Dear Editor,
Two days after the highly regarded London-based international NGO Global Witness received a tongue-lashing from Foreign Secretary Carl Greenidge at an APNU+AFC rally, the NGO has noted that Guyana stands to lose US$55 billion on the oil deal with ExxonMobil’s subsidiary, EEPGL.
Political strategists will be wondering whether Greenidge knew in advance about the announcement and more ominously, about the source of the information. The Stabroek News reported that Global Witness had written to Exxon asking questions about its operations here, answers to which would have likely embarrassed both the Government and Exxon. That Greenidge’s attack might have been designed as a pre-emptive strike on Global Witness to prejudice public opinion against the NGO is in the wider scheme of things less troubling than the fact that ExxonMobil and the Government of Guyana might be consorting on matters prejudicial to Guyana’s interest.

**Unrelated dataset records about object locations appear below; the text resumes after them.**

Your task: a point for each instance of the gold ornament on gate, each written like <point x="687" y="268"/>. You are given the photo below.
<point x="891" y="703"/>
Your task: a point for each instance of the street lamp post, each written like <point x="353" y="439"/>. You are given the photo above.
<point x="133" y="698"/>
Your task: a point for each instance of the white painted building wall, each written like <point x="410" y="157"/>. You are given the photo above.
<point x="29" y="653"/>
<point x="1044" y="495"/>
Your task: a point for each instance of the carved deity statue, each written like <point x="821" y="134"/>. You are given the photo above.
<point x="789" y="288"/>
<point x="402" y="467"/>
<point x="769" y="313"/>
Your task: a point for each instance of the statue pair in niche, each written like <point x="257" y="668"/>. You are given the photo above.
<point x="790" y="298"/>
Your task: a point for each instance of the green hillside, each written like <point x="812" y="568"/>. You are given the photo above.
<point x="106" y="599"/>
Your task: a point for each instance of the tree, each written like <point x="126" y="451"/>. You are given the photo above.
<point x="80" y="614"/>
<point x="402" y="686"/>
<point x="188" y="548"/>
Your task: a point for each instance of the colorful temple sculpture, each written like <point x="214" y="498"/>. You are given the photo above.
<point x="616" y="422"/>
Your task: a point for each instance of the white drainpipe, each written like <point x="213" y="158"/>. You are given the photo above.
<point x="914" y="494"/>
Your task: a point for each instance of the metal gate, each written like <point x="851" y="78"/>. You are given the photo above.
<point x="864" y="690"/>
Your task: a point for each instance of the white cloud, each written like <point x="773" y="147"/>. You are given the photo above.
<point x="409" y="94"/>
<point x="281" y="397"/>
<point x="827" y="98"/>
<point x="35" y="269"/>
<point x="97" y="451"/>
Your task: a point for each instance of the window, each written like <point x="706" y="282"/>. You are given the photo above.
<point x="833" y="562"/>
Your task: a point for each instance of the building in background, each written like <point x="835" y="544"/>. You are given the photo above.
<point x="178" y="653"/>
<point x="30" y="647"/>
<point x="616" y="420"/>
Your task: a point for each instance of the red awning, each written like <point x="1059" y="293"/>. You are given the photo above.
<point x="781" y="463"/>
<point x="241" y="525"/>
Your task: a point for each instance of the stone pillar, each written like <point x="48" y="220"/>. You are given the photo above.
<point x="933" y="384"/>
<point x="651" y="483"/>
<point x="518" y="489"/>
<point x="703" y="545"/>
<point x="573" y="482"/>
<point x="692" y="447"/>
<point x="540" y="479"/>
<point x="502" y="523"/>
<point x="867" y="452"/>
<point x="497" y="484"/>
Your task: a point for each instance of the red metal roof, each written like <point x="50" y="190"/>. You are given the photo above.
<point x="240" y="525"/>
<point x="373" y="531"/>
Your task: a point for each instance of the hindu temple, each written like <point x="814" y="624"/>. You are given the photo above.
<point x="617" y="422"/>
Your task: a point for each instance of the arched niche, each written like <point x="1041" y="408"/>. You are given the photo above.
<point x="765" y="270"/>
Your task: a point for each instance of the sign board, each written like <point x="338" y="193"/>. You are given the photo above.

I will address the more arcane points associated with the announcement in my next column in the series Road to First Oil this coming Friday but here is a sober statistic: because of the deal the APNU+AFC cut with ExxonMobil, if the Contract is not renegotiated every man, woman and child in Guyana stands to lose $15,559,666 at today’s exchange rate. And that was before the sixteenth oil find announced this month by Exxon which carries up the figure even higher, and assuming that there is no further find.
To put that figure into some context, it means that at the national minimum public service pay of G$70,000 per month, this Government has given away 222 months’ or roughly 18 years and six months’ worth of earnings for every single man, woman and child in Guyana.
That Raphael Trotman has the gall to go around the country asking people to vote his Government back into power shows such a lack of pride and decency that one must wonder about his capacity to understand the grave and embarrassing injustice he has done to those very voters. But what compounds Trotman’s monumental mistake is the aloofness and detachment with which President Granger treats the sector. What kind of President of which country would place a multi-trillion dollar industry in the hands of one man. A man who knows nothing of the industry or its regulatory framework. A man who admitted to the national media that he did not do the elementary act of reading and familiarizing himself with the law and the contracts with the companies he is supposed to be overseeing.
This entire APNU+AFC Government needs to apologise publicly for its colossal mistakes, particularly in the petroleum sector. Granger should recall his banality of the sanctifying of an improper Agreement signed under the strangest of circumstances. He has a duty to this country to show leadership, commonsense, strength, patriotism – a duty to restore the advantage Guyana had over Exxon as it sought to restore a lapsed 1999 contract, and our patrimony which his Government meekly surrendered.